Amazon (AMZN) will start streaming Thursday Night Football this fall. On top of paying hundreds of millions to broadcasters, the company is shelling out $1 billion per season for the exclusive rights.
Through the new MLS partnership, Apple has prepared its rebuttal: Wedbush Securities stated Apple is “in the winner’s circle” for NFL Sunday Ticket. Previously owned and operated by DirectTV, the NFL’s premier streaming package for out-of-market fans is rumored to be worth more than $2 billion per season.
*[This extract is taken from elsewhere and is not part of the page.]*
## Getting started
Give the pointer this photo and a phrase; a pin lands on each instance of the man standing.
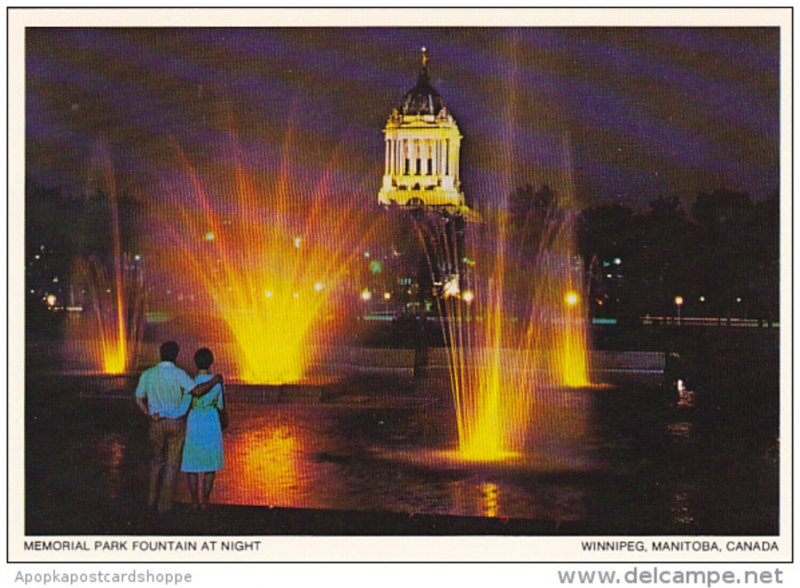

Apple, long known for its technology products, has plenty of capital to deploy in up-and-coming areas of the business. Wedbush is predicting Apple to nearly double its content spend to an estimated $12-15 billion next year.
Most of that spend is expected to be on sports. In March, AppleTV+’s “CODA” became the first streaming original to win the “Best Picture” award at The Academy Awards. Meanwhile, the AppleTV+ original “Ted Lasso” cleaned up at the 2021 Emmy Awards.
Ives is anticipating that Apple will take a different approach when it comes to sports.
“They’re not going to buy a [movie production] studio,” he said. “They’re going to battle Amazon and others for rights, but we believe it’s a smart strategic bet to just further tap into the Cupertino ecosystem. They were obviously linked to the game in content, they built it brick-by-brick, but with live sports, there’s a huge window for them to expand.”